Day 110

Saturday | June 16th, 2012


On Saturday, once everyone was up and we decided that Subway was the perfect post drinking meal (I disagree in silence), we wandered about in the Lotte Mall across the street from our hotel. Sure there was a ‘hangover grog’ at play, but the building was like Hotel California. The escalators went not to the first restaurant we sought, but to a children’s playland. The stairs went into the belly of the parking garage and all the signs for the department store, where we expected to locate our sandwich shop, went around in circles and elevators. If we’d been stuck another five or six minutes our stomachs would have demanded we eat each other to quell the booziness. After sandwiches, we parted ways, leaving POD and I free to explore the city and check things out without a beer in hand (although as a drinking location it is an 11).

We walked for quite a while drinking water and joking. The main goal of the day was to hit up the printing museum. Along the way, I kept noticing every little granite marker and his plastic cousin had the work “jikji” branded in them. I grokked this to be a city slogan of sorts somewhat “Beautiful Gyeongju”, “Colorful Daegu”, or “Slytherin Seoul“. We saw some interesting stuff and Cheongju turned out to be an interesting place.

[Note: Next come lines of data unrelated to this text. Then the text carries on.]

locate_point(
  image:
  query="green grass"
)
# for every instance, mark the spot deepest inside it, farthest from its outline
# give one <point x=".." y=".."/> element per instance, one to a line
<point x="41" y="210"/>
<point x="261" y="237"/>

Once through the museum doors, we were accosted by an eager beaver who promptly got English language pamphlets into our hands and ushered us into the media room to what an English language video about stuff. It turns out that that “stuff” was the Jikji I’d been seeing everywhere all day.

The Jikji is a book, the oldest one printed with a moveable type printer. It bests the Gutenburg Bible by at least 200 years (and the video was sure to remind us of that constantly). This bit is strictly from my pamphlet:

Korea has had a well-developed printing technology throughout its history. According to records, the Goryeo government used metal type in documents in the early 1200s. In the late 14th century even local temples were using metal type to print books.

Magically All these printing presses that were everywhere were destroyed lost. The only proof that Korea had this tech before anyone is the Jikji, which a French diplomat found in the 1800s. He wrote on its cover, “This is the oldest book in the world.” and then mailed it to a peep in France. When the peep died, he donated it to the French national museum. Why Koreans get worked up over Japanese textbooks instead of bombing the French to get THE OLDEST BOOK IN THE WORLD (MADE IN KOREA, BY KOREANS, FOR KOREANS, WITH SUPERIOR KOREAN TECH, BEFORE ANYONE ELSE) back was the butt-crust of nearly all jokes for the rest of the weekend.

The museum was pretty badass and I wouldn’t mind visiting it again. Usually, every museum tries to be the Museum of Natural History in New York and stuffs the place with dioramas till you’re ready to barf up your boredom organ and eat it just to stay interested. But the dioramas in this place all had some animatronic twist to them. You pushed a button and robotics would lip-sync the grand story of printing the Jikji. It was compelling enough to take some video (which is now here, here, and here).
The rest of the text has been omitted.